Patrick Lumumba il prezzo dell’indipendenza – parte prima

 

 

 

 

 

 

Il 1960, fu l’anno nel quale ben 17 paesi africani si resero indipendenti. Questi eventi interessarono anche il Congo, stato africano che prima era considerato  un possedimento privato di Re Leopoldo e che in seguito era diventato una colonia del Belgio. Ma, a differenza di altri stati, come scrive lo storico Van Reybrouck nel suo bestseller “Congo”: “la decolonizzazione tragica del Congo fu una storia con molti punti ciechi e pochi, occasionali momenti di lucidità”.

 

Giulia Uberti    8-01-2023

Contesto storico degli anni 1950-60

Introduzione
Il desiderio di indipendenza incominciò a circolare a partire della Seconda guerra mondiale quando, molti militari africani ritornarono dopo aver prestato servizio nelle truppe coloniali. Questi avevano avuto l’opportunità di conoscere  i modi di vita degli occidentali e nello stesso tempo si erano resi conto  della vulnerabilità dei loro colonizzatori. Tali eventi ebbero la loro influenza sulla colonia belga che vide nascere   nuovi partiti indipendentisti, come il “Movimento Nazionale Congolese” (MNC) di Patrice Lumumba  e la “Conakat” di Moise Tshombé.

A  partire dagli anni ’50, infatti, un’élite intellettuale di cittadini congolesi si andava lentamente formando e si  faceva largo sulla scena sociale e politica del paese. Joseph Kasavubu, fu uno dei primi intellettuali congolesi ad essere socialmente attivo e, dopo aver terminato gli studi in seminario, si trovò alla testa di Abako, un’associazione che difendeva gli interessi e la cultura dei BaKongo (importante etnia di lingua bantu) a Kinshasa. Questa in breve tempo divenne un’associazione politica che faceva i primi passi verso la decolonizzazione congolese.

Colonialismo (foto Afp)

Nel 1956, Abako pubblicò un manifesto politico  molto forte nel quale chiedeva l’emancipazione immediata della  popolazione congolese. In quegli anni il mondo era in fermento: durante la conferenza di Bandung del 1955 i Paesi non allineati avevano dichiarato: “Il colonialismo in tutte le sue forme è una piaga che deve cessare al più presto”.

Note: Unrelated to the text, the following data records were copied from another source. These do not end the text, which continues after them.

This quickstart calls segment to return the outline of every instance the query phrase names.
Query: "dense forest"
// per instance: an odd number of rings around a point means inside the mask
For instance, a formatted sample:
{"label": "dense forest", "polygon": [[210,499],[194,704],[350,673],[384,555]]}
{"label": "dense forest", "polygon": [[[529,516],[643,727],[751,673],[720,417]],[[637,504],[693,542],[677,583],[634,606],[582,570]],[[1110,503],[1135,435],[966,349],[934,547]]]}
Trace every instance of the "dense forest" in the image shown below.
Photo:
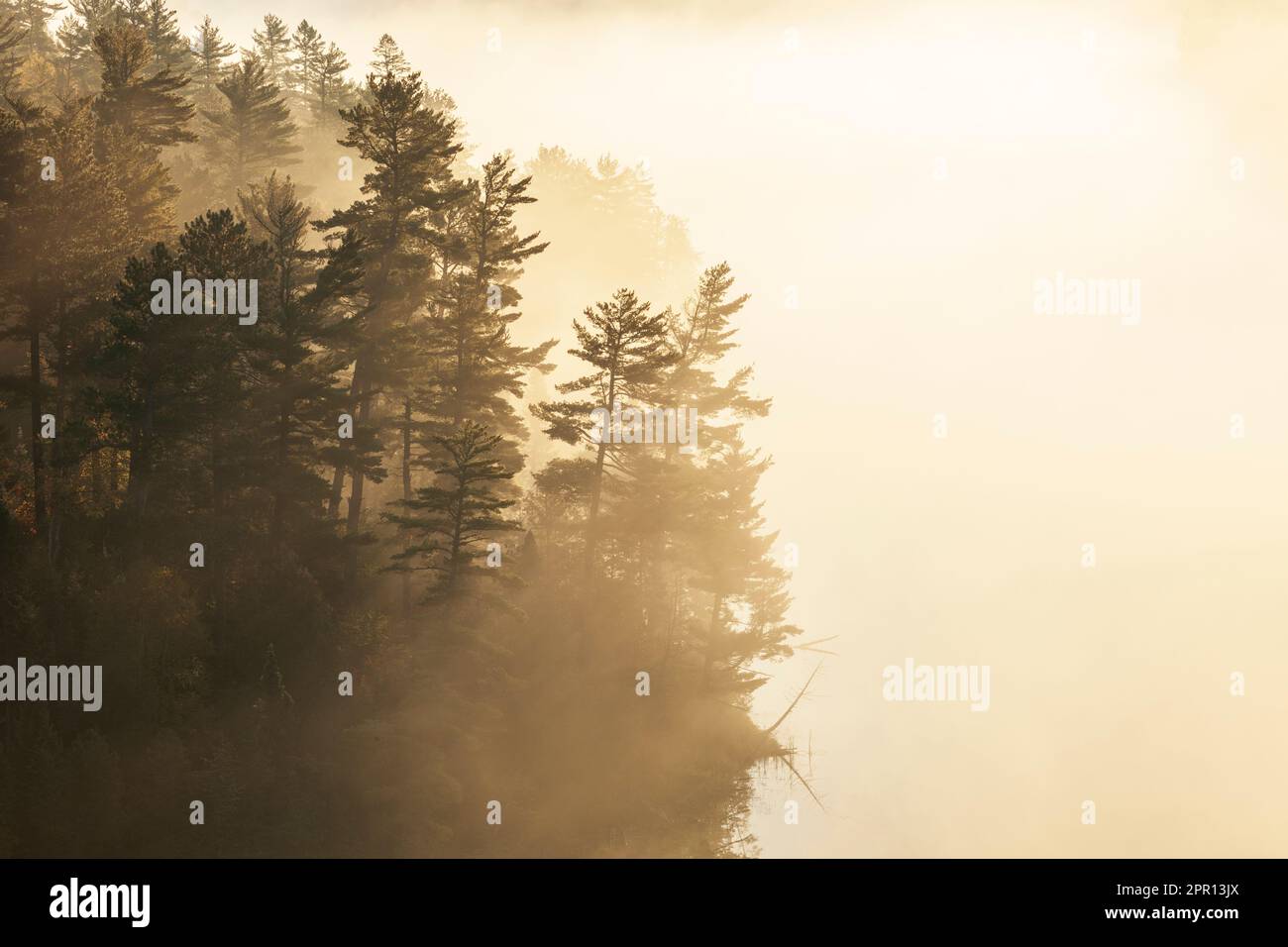
{"label": "dense forest", "polygon": [[0,664],[102,707],[0,703],[0,856],[753,854],[733,271],[388,35],[68,3],[0,0]]}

Nel 1954 era iniziato in Algeria il conflitto, che divenne in seguito una vera guerra con la Francia. Guerra di Liberazione Nazionale che durò 7 anni. Il conflitto si concluse il 19 marzo del 1962. Il Marocco e  la Tunisia si erano liberati  dalla dominazione francese, Filippine, India, Pakistan e Birmania avevano già raggiunto il proprio sogno di emancipazione. In Africa, sotto la guida di Kwame Nkrumah, il Ghana si era affrancato dal giogo di Londra il 6 marzo 1957, primo Paese africano ad ottenere indipendenza  e autodeterminazione.

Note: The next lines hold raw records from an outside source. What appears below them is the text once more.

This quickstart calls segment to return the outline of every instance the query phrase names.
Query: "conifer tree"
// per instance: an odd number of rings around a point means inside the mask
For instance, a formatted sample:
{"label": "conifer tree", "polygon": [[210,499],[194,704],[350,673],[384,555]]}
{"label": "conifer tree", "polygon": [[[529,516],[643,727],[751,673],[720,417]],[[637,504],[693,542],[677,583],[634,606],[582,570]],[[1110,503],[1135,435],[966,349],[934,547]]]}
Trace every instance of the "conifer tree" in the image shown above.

Nel 1959 Re Baldovino parlò pubblicamente della volontà del Belgio di accompagnare la sua colonia verso un’indipendenza prospera ed è così che il 20 gennaio 1960, al Palazzo dei Congressi di Bruxelles, i rappresentanti politici belgi si incontrarono con quelli congolesi per discutere riguardo a quando e come sarebbe avvenuta la transizione. Il 20 febbraio, dopo un mese di lunghe trattative, una data venne fissata: il 30 giugno 1960 il Congo sarebbe diventato uno stato libero e sovrano. La parola indipendenza era ormai sulla bocca di tutti i leader politici locali e per le strade incominciarono ad incontrarsi giovani congolesi affascinati  dall’idealismo carismatico di Lumumba.

Nel maggio 1960 si tennero le elezioni in Congo. Le principali forze politiche scese in campo erano: l’Abako di Kasavubu, che mirava a un Congo federale e indipendente, il MNC di Patrice Lumumba, che credeva in un Congo unito, democratico e indipendente, e  il Conakat di Tshombe, che invece mirava a un Congo federale legato al Belgio, che possedeva e sfruttava le ricche miniere della sua regione.

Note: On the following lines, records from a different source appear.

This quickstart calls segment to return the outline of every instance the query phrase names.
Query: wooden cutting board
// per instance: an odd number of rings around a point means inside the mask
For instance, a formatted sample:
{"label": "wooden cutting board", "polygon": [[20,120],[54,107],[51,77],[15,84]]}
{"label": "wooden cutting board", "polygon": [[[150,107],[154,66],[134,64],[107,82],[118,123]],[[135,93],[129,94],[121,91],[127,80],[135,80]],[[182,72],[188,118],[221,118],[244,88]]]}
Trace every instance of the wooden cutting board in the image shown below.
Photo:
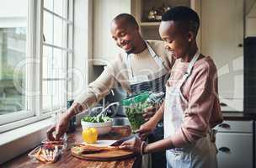
{"label": "wooden cutting board", "polygon": [[77,154],[76,148],[71,149],[72,155],[75,157],[88,160],[98,160],[98,161],[108,161],[116,160],[125,160],[130,157],[134,157],[136,155],[126,150],[102,150],[93,154]]}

Complotto per l’assassinio
Nonostante l’euforia del momento per l’imminente indipendenza, la longa manus dell’ex colonizzatore era ancora presente. Il Belgio infatti, alla tavola rotonda di Bruxelles, impose ai leader politici congolesi che le aziende operanti in loco potessero scegliere se dipendere dal diritto congolese o da quello belga;  molti capi di aziende optarono per la sede sociale in Europa.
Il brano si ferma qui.